An ongoing dialogue on HIV/AIDS, infectious diseases,
September 13th, 2015
Station Eleven Is a Very Good Read — Even for ID Doctors
One of my colleagues, an MD/PhD, stopped me after our clinical conference a few weeks ago. He does basic science research, doesn’t see patients anymore — but he still comes to our clinical conference. Definitely scores points for that. And for being a very smart, interesting, and nice fellow.
This was our conversation, reproduced verbatim:
HIM: Hey Pablo — got a book for you.
He’s called me “Pablo” ever since we went to Cuba for a scientific meeting four years ago. Yes, Cuba. Here are some pictures. And that’s one of Havana’s “taxi huevos” pictured above.
ME: Díme, Mateo.
For the record, neither one of us speaks Spanish very well. I’m pretty sure that means “Tell me, Matt”.
HIM: “Station Eleven.” It takes place in a dystopian future.

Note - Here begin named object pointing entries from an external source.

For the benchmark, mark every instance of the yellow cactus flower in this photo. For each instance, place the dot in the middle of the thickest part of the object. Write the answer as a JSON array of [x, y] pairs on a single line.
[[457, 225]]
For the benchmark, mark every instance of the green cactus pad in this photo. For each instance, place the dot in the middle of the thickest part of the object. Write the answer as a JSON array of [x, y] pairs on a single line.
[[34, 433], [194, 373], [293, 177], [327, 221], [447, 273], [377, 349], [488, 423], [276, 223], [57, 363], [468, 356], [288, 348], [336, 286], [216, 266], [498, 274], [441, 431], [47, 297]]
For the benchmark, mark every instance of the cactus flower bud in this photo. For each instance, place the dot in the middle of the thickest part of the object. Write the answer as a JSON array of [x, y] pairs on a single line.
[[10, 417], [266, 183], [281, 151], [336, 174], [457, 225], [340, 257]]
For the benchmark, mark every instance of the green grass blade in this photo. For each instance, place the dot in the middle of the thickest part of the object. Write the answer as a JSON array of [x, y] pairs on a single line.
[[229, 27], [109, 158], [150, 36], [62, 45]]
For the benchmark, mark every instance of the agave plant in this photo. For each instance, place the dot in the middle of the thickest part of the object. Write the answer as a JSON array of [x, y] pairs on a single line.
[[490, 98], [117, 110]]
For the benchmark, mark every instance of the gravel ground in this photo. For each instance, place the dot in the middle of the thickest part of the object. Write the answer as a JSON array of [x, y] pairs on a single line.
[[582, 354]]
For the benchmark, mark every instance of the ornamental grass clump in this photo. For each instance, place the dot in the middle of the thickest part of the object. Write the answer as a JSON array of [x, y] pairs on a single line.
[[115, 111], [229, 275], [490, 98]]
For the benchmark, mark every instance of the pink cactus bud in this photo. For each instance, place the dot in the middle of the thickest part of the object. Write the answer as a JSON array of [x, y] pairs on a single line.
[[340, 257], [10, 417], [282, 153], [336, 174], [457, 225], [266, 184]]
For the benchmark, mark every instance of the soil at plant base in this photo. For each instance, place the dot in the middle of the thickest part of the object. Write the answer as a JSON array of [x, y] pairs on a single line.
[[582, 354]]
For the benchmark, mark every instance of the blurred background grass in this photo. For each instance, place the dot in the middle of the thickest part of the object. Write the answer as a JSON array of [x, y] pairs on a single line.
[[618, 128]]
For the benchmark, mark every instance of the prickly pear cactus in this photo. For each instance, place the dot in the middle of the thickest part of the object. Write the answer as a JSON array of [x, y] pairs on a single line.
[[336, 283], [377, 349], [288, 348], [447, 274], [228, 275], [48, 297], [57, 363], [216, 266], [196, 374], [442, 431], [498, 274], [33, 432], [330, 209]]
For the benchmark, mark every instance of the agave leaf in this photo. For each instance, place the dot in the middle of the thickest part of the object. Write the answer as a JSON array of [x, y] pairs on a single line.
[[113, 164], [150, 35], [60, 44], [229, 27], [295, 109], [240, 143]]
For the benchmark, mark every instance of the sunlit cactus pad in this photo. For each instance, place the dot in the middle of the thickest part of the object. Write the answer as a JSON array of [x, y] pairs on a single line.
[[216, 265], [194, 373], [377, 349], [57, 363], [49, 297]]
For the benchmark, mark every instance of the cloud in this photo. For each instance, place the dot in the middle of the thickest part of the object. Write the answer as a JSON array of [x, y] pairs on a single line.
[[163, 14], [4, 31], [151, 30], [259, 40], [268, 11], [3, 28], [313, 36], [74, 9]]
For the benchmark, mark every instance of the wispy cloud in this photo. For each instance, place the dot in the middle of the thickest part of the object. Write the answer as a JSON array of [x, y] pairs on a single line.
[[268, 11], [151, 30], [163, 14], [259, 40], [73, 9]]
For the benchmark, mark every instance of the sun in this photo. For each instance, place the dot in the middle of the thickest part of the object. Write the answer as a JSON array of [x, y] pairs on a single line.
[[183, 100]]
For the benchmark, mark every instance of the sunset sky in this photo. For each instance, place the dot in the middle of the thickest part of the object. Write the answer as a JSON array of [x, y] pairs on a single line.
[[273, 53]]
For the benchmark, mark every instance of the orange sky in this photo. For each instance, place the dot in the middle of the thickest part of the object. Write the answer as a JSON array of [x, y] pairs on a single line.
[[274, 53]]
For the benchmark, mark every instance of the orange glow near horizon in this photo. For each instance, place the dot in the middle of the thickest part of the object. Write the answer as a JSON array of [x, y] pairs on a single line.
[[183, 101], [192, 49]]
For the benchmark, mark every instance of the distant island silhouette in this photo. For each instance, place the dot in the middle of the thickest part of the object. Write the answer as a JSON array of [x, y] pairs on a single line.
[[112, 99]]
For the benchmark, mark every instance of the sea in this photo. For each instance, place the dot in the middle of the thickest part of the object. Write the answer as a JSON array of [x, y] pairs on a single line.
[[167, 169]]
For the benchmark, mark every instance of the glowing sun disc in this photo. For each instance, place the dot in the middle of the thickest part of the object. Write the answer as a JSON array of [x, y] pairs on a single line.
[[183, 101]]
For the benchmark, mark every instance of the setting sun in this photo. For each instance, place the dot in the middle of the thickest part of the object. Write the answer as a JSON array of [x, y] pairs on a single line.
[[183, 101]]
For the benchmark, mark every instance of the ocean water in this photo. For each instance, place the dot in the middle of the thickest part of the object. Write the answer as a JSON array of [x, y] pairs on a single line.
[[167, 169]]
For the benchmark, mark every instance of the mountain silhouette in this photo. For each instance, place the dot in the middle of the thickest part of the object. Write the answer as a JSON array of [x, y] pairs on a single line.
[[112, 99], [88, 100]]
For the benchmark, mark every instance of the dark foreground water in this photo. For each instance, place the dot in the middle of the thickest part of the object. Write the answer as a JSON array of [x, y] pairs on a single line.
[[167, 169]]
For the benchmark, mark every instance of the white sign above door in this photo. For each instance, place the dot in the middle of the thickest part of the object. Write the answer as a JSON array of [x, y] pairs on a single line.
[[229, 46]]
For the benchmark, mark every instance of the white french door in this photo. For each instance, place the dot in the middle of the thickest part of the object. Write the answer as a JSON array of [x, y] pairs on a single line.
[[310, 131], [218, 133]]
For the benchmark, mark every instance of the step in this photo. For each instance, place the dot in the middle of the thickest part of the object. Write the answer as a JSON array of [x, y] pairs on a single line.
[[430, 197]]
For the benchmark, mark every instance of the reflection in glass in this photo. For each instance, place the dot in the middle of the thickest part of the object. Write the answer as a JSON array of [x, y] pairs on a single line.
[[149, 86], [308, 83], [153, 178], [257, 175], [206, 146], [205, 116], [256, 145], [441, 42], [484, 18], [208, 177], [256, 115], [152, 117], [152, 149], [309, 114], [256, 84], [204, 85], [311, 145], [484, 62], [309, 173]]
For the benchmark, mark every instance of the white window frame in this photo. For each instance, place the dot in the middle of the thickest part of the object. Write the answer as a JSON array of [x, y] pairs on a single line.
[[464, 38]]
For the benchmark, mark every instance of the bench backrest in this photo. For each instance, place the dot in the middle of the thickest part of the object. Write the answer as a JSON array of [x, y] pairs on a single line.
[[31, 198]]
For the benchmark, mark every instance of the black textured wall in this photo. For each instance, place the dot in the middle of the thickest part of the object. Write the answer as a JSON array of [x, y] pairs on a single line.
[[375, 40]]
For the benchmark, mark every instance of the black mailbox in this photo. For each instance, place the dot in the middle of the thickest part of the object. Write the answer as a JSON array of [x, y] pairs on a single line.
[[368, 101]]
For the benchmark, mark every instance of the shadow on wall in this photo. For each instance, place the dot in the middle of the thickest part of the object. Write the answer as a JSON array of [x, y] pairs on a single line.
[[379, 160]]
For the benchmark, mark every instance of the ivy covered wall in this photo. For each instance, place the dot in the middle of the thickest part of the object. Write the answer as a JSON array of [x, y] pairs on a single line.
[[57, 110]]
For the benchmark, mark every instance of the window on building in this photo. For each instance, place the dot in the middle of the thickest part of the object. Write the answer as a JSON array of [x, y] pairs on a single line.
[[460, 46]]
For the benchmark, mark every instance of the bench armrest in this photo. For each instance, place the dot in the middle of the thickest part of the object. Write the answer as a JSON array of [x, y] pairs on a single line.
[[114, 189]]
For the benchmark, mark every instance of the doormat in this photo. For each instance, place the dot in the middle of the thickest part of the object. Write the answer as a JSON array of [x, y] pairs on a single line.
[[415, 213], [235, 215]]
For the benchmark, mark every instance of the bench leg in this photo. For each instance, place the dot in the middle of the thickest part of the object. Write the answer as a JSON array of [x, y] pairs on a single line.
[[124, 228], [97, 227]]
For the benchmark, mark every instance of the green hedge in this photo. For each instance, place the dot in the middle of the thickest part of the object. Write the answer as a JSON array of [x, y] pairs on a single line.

Highly, highly recommended.
ME: I’m not really into science fiction. But my son is, I’ll let him know.
I’m imagining some Mad Max or Blade Runner-like thing, only a book. I can handle this post-apocalyptic theme in films (though for the record thought both of those movies were only so-so). But a whole novel? Skeptical.
HIM: It’s not really science fiction. Pretty much everyone is wiped out by the flu. It’s from the perspective of the survivors.
ME: I also don’t like books about ID topics written by non-ID doctors for non-medical readers. They get so many details wrong, it’s distracting.
Am I the only one with this view? I must have a dozen books given to me as gifts on ID topics, and most of them are terrible. One of the few I really enjoyed was My Own Country, by Abraham Verghese — and he’s an ID doctor.
HIM: No medical details, don’t worry. Weaves themes of love, art, music, journalism, religion — just what it means to be human. Really, really liked it. Tengo que leer!
I told you we don’t speak Spanish very well.
ME: OK, maybe I’ll give it a go.
Now at this point I’ll confess that the emphasis in that last sentence really should have been on the word maybe, because it just didn’t sound like the kind of book I’d enjoy.
Plus the world is filled with endless books waiting to be read, and there’s only so much time — especially with 1) Elvis Costello’s upcoming autobiography, which will be nearly 700 pages long; 2) wonderful baseball analysis like this available pretty much continuously; and 3) the imminent arrival of the next great flu pandemic, which promises to limit the free time we have available for reading quite substantially, especially if we are unlucky enough to perish in it.
But I was killing time in our neighborhood book store (how long before those are all gone, even without flu wiping us off the globe?), and the book was featured prominently in the displays. So I started reading it.
And you know what? Matt was right — it’s terrific. The author develops several interesting characters, shifts the story effortlessly between the pre-, immediately post-, and many decades post-flu periods, and strikes just the right tone when describing how humans live in a world without running water, cell phones, internet, electricity, cars, jets, or countries.
They do more than just survive — that’s what makes the book interesting, plausible, and, despite the grim plot, at times quite uplifting.
And, for the record, it has no embarrassingly incorrect medical information, though one might wonder at times how influenza could have a nearly 100% case fatality rate.
Small matter — it’s fiction, after all.